Вспомнилось: брат Минеюшко бродил по Руси вовсе раздемши, но и те несносимые мытарства пересиливал молитвенной душою.
... Только бы не заснуть. А так хотелось залезть под еловую выскеть, как в берлогу, приторкнуть колени к подбородку, да и отплыть на долгий отдых. Тамо, через реку смерти, сказывали, хороший перевозчик служит, дорого не берет, пятиалтынного хватит, только не груби и не задирайся с ним...
А обратно в тюремку хода нет. Пусть и медом стоялым встретят и сдобными перепечами.

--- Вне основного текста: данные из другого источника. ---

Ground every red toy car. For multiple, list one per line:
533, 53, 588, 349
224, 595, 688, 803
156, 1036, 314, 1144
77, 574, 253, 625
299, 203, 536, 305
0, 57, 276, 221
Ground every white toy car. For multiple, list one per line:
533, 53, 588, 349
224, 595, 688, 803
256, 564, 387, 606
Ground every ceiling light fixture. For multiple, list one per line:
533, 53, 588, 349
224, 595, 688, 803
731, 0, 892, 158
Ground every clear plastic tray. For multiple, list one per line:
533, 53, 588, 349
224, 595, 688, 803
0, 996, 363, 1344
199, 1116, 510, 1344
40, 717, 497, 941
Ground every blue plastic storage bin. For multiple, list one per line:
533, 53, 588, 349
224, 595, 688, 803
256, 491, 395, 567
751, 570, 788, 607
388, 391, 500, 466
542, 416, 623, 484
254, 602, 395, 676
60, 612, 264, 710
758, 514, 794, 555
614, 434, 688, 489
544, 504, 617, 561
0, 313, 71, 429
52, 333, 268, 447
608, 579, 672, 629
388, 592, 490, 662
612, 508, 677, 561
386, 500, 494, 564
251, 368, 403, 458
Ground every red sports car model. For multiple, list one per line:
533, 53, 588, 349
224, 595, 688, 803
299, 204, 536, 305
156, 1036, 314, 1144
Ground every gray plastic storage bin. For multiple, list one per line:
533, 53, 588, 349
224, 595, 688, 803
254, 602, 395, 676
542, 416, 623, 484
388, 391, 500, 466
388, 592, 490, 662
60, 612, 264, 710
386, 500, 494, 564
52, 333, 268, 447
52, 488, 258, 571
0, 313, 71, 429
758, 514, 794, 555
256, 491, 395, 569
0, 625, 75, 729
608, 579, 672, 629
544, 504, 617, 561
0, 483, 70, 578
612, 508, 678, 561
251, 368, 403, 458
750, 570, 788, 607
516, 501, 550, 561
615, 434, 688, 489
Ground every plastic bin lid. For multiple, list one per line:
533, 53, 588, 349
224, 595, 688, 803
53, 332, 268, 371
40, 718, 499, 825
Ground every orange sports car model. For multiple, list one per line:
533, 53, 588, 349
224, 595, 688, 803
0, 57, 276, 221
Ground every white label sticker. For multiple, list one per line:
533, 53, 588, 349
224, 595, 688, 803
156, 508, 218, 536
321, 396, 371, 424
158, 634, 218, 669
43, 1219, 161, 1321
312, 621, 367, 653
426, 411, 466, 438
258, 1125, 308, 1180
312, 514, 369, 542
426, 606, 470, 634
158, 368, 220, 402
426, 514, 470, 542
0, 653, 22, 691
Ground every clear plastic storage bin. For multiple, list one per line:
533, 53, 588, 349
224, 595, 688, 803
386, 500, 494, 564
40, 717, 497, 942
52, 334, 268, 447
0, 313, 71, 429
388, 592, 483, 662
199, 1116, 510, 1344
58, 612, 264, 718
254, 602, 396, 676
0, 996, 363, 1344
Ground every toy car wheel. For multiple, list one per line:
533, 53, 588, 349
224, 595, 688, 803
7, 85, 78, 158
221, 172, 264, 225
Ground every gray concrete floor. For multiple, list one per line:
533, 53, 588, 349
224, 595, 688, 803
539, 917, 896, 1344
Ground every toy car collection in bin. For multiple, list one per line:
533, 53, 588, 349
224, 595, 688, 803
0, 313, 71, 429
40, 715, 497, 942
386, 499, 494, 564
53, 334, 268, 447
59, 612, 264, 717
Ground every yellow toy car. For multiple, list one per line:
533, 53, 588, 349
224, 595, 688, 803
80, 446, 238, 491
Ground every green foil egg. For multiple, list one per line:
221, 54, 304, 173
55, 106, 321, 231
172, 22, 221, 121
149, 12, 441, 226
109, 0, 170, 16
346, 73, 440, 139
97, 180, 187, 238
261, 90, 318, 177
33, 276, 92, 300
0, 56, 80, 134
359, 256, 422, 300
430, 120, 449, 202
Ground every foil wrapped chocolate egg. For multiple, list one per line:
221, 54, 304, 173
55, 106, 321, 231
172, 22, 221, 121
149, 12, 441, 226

... Любим обломил сук потяжельше и на палой колодине умягчил, исколотил замерзшее платье, кое-как прикрыл наготу и стал бегать вкруг дерева, дожидаясь рассвета. Эх, сейчас бы зверя сохатого завалить, свернуть бы ему шею, да содрать шкуру и завернуться в нее, а напившись парной кровушки, просунуть ноги во вспоротую брюшину и вдоволь наестись мяса сырого с ножа: тогда и сам черт не страшен. А еще лучше разбитную молодку привести бы за косы от кружечного двора и, обмывши ее хорошенько в баенке, привалить под бок. Но совсем бы ладно, кабы...
... Любим бегал, пока не забрезжило. Хрустел, сверкал снег под луною. Ноги поначалу горели огнем, а после отерпли, иль онемели, иль отмерзли совсем. Знать, скоро обломятся, как мерзлые сучья. Да и пропасть тут совсем... Братец Феодор всю Русь изошел босым; сказывал, де, поначалу от боли криком кричал. А после ничего, приобык... Был бы нож, надрал бы бересты и сшил бы ступни, наклал вместо стелек моху-ягелю, и никаких тебе валяных пимов не надо. Раньше бы подумать, накануне что-то сделать, но день-то короток, да и шибко угорел тогда от беды. Когда становилось невозможно, Любим сдирал с плеч кафтан и топтался на нем; ноги отходили, но от боли, казалось, запирало сердце. На свету, еще не выходя из леса, Любим вырыл из-под снега трухлявую березовую колоду, надрал с нее кожи, кой-как, трясущимися руками изладил пленицы, но на десятом шагу, пока выходил к взморью, они рассыпались. Надо думать, как достать огня...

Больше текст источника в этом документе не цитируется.